Furthermore, as we stated in 2008, the law’s disclosure and reporting requirements should be fine-tuned in two key dimensions. First, several reports during the past thirty years, such as the Tobin Report in 1975 and James Dietz’s seminal Economic History of Puerto Rico (Princeton University Press, 1986), have highlighted that Puerto Rico’s dependence on tax exemptions to attract foreign investment has generated an ever growing gap between the island’s Gross Domestic Product (“GDP”), which measures the value of all production generated within Puerto Rico, and the island’s Gross National Product (“GNP”), which measures the value of production that can be attributed to locally-owned factors of production.
The existence of this gap is important because it indicates there is a mismatch between Puerto Rico’s real productive capacity and the amount of “value added” that is measured and reflected in official statistics. An analysis carried out by Barry Bosworth and Susan Collins for the CNE/Brookings report published in 2006, reveals that over the 1987-2001 period the ratio of capital income to employee compensation in the chemical industry (which includes pharmaceuticals) averaged 10.5 in Puerto Rico and 2.1 in the United States.
According to the authors “differences in relative factor returns of this magnitude cannot be credibly attributed to differences in the underlying production processes.” Bosworth and Collins estimate that manufacturing output and economy-wide GDP in 2004 were in fact overstated by 45 per cent and 17 per cent, respectively, and conclude that “much of what is recorded as production in Puerto Rico is a simple paper transaction in which income is transferred to Puerto Rico and then taken back out as dividend payments to mainland corporations.”
If the new incentives law is successful in generating real economic activity by locally-owned firms and not merely paper profits by multinational companies, then we should see an increase in Puerto Rico’s GNP growth rate relative to the growth rate its GDP and the gap between both indicators should narrow and eventually close. Therefore, we recommend that the reports to be filed by the Secretary of Economic Development include an analysis of the GDP/GNP gap and their respective growth rates during each of the previous three fiscal years.
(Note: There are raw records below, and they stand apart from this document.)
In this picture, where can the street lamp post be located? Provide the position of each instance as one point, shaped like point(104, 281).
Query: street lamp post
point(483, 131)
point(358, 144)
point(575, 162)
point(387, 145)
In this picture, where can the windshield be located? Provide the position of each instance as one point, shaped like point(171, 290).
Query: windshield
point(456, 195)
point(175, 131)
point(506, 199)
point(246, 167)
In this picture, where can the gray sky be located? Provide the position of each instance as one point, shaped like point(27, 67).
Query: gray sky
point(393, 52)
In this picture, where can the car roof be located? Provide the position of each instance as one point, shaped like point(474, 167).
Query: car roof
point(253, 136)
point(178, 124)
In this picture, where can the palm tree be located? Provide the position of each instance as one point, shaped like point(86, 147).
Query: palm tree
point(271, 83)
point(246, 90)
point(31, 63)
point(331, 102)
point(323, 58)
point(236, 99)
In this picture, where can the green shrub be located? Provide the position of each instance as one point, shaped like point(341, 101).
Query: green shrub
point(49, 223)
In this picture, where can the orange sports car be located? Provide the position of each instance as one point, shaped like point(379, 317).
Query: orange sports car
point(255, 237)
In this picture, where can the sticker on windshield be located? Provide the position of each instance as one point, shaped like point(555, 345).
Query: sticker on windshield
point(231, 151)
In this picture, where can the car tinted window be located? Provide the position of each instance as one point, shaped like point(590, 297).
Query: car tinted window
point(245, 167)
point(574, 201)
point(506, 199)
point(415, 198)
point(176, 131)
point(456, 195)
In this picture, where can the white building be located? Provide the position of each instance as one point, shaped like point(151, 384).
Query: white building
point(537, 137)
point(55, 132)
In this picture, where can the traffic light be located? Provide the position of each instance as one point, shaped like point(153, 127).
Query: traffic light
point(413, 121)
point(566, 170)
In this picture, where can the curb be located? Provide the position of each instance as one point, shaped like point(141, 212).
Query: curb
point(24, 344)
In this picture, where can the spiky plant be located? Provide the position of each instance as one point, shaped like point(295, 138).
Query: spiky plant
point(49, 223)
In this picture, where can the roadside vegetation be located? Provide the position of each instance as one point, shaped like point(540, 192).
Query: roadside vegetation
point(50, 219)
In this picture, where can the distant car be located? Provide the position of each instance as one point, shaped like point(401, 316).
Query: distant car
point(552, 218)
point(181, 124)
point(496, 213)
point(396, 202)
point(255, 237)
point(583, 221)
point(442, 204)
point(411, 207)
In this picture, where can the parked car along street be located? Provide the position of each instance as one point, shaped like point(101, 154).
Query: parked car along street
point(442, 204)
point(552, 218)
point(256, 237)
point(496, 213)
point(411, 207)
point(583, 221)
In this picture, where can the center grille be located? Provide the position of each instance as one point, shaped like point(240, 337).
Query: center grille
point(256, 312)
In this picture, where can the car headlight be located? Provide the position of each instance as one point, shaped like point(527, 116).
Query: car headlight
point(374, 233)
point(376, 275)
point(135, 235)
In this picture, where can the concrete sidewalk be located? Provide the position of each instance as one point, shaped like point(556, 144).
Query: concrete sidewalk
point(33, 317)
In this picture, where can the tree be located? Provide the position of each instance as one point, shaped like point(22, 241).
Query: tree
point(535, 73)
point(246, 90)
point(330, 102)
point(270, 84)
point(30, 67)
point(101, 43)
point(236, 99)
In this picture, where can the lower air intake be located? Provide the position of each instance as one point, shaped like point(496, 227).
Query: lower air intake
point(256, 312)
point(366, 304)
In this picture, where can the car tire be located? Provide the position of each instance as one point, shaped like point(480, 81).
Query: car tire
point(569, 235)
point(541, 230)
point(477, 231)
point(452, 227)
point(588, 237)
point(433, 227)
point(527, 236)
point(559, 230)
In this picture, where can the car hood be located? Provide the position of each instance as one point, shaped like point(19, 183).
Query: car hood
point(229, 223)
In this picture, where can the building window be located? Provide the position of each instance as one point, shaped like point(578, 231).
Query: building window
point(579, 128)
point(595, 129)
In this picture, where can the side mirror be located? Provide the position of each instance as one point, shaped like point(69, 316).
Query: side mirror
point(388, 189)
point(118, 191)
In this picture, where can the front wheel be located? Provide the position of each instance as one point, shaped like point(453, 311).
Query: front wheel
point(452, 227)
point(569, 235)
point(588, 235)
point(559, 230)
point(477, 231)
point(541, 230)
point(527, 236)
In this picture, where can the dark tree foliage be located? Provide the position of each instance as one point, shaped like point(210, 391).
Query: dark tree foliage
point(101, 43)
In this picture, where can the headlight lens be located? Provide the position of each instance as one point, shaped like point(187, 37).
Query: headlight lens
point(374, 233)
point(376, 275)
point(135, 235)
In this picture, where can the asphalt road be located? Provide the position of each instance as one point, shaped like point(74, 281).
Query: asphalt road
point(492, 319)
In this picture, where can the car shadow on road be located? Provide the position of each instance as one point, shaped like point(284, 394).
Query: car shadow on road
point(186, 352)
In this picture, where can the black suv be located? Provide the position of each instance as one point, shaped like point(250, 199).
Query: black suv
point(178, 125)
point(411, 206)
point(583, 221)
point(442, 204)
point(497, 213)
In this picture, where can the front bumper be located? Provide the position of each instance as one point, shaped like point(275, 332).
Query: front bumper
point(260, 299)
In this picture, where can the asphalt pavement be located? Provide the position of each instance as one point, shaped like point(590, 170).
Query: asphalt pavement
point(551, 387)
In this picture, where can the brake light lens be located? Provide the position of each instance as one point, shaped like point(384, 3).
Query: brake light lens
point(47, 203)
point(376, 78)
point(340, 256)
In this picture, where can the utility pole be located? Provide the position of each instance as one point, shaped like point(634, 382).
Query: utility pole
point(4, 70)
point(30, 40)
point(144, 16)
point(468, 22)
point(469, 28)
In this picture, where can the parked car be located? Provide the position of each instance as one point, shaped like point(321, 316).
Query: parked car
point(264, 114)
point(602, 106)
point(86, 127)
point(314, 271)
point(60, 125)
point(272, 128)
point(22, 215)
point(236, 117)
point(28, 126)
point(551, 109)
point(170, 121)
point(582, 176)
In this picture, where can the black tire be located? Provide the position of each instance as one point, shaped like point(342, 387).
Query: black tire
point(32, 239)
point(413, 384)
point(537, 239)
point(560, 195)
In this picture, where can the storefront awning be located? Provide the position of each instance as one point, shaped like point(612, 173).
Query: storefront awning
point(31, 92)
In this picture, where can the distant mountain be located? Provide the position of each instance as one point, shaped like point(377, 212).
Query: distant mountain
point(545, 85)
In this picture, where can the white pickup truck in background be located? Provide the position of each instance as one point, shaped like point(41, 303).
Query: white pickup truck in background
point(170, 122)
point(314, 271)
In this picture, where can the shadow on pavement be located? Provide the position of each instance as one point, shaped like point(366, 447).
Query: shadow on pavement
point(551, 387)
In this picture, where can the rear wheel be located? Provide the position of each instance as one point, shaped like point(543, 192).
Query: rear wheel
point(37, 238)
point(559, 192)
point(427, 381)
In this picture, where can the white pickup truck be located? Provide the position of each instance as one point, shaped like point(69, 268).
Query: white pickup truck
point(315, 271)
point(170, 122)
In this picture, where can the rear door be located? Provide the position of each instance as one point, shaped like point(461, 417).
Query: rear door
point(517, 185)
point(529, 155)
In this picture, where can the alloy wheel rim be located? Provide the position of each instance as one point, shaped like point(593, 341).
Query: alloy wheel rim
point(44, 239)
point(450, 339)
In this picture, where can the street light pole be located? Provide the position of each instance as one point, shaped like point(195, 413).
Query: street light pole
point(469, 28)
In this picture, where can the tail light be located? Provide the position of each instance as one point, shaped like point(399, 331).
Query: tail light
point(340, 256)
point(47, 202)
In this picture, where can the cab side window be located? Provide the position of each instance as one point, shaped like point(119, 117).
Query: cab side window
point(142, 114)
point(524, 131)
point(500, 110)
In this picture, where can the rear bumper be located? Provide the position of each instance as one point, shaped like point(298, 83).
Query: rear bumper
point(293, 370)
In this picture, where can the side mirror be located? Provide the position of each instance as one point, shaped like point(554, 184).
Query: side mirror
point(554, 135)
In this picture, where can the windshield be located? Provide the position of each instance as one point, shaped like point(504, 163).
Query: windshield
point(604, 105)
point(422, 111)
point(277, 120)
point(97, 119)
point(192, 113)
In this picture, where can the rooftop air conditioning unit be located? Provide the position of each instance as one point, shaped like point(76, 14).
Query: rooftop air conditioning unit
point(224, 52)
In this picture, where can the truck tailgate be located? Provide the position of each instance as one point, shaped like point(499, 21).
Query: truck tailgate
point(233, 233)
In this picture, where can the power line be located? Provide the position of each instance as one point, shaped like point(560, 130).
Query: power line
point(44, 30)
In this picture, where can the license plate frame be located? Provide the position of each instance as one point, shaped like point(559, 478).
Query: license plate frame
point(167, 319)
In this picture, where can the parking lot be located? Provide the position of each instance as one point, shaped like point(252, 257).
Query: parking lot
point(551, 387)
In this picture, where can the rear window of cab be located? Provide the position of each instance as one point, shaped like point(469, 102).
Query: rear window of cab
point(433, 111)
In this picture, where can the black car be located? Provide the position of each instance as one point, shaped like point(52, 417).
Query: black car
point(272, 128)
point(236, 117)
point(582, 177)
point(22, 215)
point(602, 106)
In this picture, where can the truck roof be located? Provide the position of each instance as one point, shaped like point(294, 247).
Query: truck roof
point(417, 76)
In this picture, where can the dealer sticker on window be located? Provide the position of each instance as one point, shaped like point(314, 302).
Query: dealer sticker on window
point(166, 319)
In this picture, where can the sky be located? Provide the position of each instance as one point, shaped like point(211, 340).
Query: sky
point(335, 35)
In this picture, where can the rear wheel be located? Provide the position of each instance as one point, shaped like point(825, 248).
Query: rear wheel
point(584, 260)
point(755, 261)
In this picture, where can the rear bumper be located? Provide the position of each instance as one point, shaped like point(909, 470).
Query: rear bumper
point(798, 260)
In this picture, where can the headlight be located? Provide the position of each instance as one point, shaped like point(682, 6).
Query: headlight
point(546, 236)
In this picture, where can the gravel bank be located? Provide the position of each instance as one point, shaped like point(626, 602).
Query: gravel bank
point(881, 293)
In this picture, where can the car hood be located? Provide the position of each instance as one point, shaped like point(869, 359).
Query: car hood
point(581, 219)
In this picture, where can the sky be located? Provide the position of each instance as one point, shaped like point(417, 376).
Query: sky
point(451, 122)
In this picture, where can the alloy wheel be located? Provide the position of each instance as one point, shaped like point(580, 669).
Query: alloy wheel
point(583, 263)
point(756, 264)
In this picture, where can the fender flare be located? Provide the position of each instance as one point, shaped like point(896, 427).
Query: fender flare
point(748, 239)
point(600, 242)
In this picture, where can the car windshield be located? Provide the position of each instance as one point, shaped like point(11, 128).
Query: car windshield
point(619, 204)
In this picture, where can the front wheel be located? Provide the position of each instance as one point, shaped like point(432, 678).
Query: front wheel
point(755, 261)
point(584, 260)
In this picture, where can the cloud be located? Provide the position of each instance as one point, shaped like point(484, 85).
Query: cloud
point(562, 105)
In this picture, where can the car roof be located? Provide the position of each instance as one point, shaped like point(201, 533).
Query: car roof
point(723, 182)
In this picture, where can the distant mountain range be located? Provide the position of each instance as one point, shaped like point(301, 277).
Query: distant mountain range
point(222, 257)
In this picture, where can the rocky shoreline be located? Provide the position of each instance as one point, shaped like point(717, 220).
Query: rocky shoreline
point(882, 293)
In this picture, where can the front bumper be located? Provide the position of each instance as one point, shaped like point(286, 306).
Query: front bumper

Second, tax incentive programs in Puerto Rico have never been subject to a strict cost-benefit analysis. This is important because the crucial issue with respect to growth incentives is whether an additional dollar spent in promoting one activity would be more beneficial than a dollar spent elsewhere. Thus, the question for those who believe a particular activity should be promoted—for example, the pharmaceutical industry—is why they believe the social returns to such an activity will be higher than elsewhere in the economy.
Therefore, we recommend that the reports to be filed by the Secretary of the Treasury include the following information: (1) an analysis of the cost of each of the incentives included in the law in terms of forgone public revenues (tax expenditures); (2) the cost per job created in terms of forgone public revenues and a comparison of this cost with the average wage paid to workers in exempt businesses; and (3) an estimate of the aggregate economic activity generated by the tax incentives and a comparison of these benefits with the cost of the incentives in terms of forgone public revenues.
Proponents of the new law claimed at the time that it was the “best incentives law in the world”. Yet, so far it seems “that dog don’t hunt”, as Bill Clinton would say.